Shares of the transportation and logistics giant FedEx (FDX) have underperformed the broader markets this year. Higher operating costs amid a constrained labor market took a toll on its profitability in Q1, and dragged the stock down. I maintain a bullish outlook on FedEx stock.
Uncertainty related to the pandemic continues to pose challenges, though. Notably, FedEx stock is down 9.6% year-to-date. (See FedEx stock charts on TipRanks)
Furthermore, TipRanks’ Hedge Fund Trading Activity tool shows that hedge fund managers reduced their cumulative holdings in FDX by 1.2 million shares in the last quarter. Further, insiders sold shares worth $9.6 million in the past three months.
While FedEx is grappling with network inefficiencies and higher wage rates due to labor constraints, J. Bruce Chan of Stifel Nicolaus sees this as a short-term drag on the company’s financials.
Chan remains upbeat on strong e-commerce demand, and maintained a Buy rating on FedEx stock. However, he lowered his price target to $283 (23.6% upside potential) from $344 to account for the labor cost inflation.
FedEx’s differentiated portfolio positions it well to capitalize on the growing e-commerce market. The company stated that it continues to strategically invest in its network amid higher e-commerce demand.
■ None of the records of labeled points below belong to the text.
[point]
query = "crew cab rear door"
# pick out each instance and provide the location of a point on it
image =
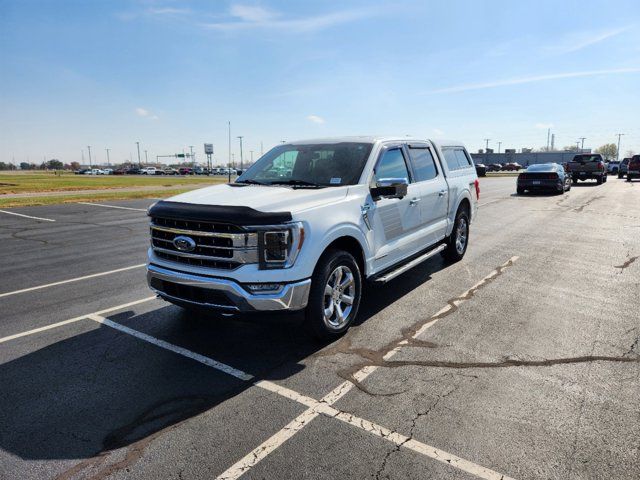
(395, 222)
(434, 192)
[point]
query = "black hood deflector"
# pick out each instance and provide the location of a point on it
(236, 215)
These investments will likely boost its package volume capacity, enhance speed and service capabilities, and increase efficiency.
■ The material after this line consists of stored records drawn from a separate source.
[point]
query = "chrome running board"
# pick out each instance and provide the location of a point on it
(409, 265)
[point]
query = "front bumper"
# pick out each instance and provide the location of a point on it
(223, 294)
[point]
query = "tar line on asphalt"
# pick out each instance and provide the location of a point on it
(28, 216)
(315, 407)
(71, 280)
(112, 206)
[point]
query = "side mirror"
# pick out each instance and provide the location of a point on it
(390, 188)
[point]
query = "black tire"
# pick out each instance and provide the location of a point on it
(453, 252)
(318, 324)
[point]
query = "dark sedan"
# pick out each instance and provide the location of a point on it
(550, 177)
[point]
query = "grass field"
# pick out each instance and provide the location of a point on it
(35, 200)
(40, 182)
While the easing of stay-at-home mandates led to a shift toward in-store shopping, FedEx expects secular e-commerce trends to drive parcel market growth. Further, the increase in shipping rates will help FedEx mitigate the increased costs.
Overall, on TipRanks, FDX stock has an analyst rating consensus of Moderate Buy, based on 18 Buys, five Holds, and one Sells. The average FedEx price target of $311.62 implies 36.1% upside potential to current levels.
Disclosure: On the date of publication, Amit Singh had no position in any of the companies discussed in this article.